Em maio de 2025, o Ibama autorizou a Petrobras a realizar simulações de vazamento de óleo na Bacia da Foz do Rio Amazonas, após anos de dificuldades para obter licenças para explorar petróleo na Amazônia. Apesar de um parecer de 29 analistas do Ibama que afirmava que a empresa não estava preparada para lidar com um vazamento na região, o presidente do Ibama, Rodrigo Agostinho, aprovou o plano, considerando as simulações uma forma de mostrar a segurança das operações. Essa decisão acontece após a volta de Lula ao poder em 2023, quando o Ibama já havia negado duas licenças para a Petrobras, citando a proteção da fauna marinha. A aprovação é vista como um avanço, já que a Petrobras busca comprovar a eficácia de seus sistemas de emergência. A pressão política também influenciou a decisão, com Lula e outros membros do governo pedindo agilidade na análise, enquanto a ministra do Meio Ambiente, Marina Silva, se opôs, defendendo uma análise mais rigorosa. A Margem Equatorial tem um grande potencial energético, com estimativas de 6,2 bilhões de barris de petróleo, e o governo planeja investir 600 bilhões de reais na busca por combustíveis fósseis até 2029, mesmo com a proximidade da COP30, que discutirá o aquecimento global.

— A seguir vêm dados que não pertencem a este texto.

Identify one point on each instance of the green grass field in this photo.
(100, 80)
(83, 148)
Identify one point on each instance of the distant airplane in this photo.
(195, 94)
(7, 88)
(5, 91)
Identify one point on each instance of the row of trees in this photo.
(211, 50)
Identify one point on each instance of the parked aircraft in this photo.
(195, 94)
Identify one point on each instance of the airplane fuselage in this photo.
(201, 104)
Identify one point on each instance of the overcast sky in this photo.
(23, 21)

Em maio de 2025, o Ibama aprovou o plano de emergência da Petrobras, permitindo simulações de vazamento na Bacia da Foz do Rio Amazonas. Essa decisão ocorre após anos de dificuldades para a estatal obter licenças para explorar petróleo na Amazônia, com o órgão ambiental negando pedidos devido a preocupações ambientais.

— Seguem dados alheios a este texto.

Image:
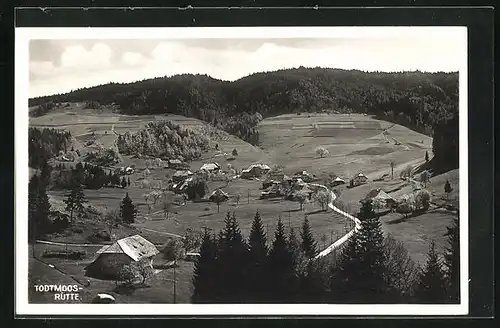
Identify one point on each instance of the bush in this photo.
(99, 237)
(127, 274)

Em fevereiro, 29 analistas ambientais do Ibama assinaram um parecer que rejeitava o recurso da Petrobras, afirmando que a empresa não teria condições adequadas para responder a um vazamento de óleo na região. Apesar disso, o presidente do Ibama, Rodrigo Agostinho, aprovou o plano, considerando que a simulação era uma “alternativa plausível” para demonstrar a segurança da operação em um bioma rico.
Essa aprovação representa um avanço significativo em um processo que se arrasta desde 2014. Após a volta de Lula ao poder em 2023, o Ibama havia negado duas vezes a licença para a Petrobras realizar pesquisas em águas profundas, citando a preservação da fauna marinha. Agora, a estatal tem a chance de comprovar a eficácia de seus sistemas de emergência.
Pressões Políticas
A decisão do Ibama reflete a vitória da ala pragmática do governo sobre a tecnocracia ambiental. Lula expressou sua insatisfação com a lentidão na análise do pedido, recebendo apoio de senadores e ministros que pressionaram pela aprovação. A ministra do Meio Ambiente, Marina Silva, foi a principal opositora, defendendo uma análise técnica rigorosa.
O potencial energético da Margem Equatorial é significativo, com estimativas de 6,2 bilhões de barris de petróleo na Foz do Amazonas. A Petrobras argumenta que a extração é essencial para garantir o fornecimento de combustíveis e financiar a transição energética para fontes mais limpas. O governo brasileiro planeja investir 600 bilhões de reais na busca por combustíveis fósseis até 2029, mesmo com a proximidade da COP30, que discutirá a desaceleração do aquecimento global.
A aprovação do plano de emergência pode ser um passo crucial para a Petrobras, que agora deve demonstrar que suas operações atendem aos requisitos do Ibama, enquanto o Brasil busca equilibrar desenvolvimento econômico e preservação ambiental.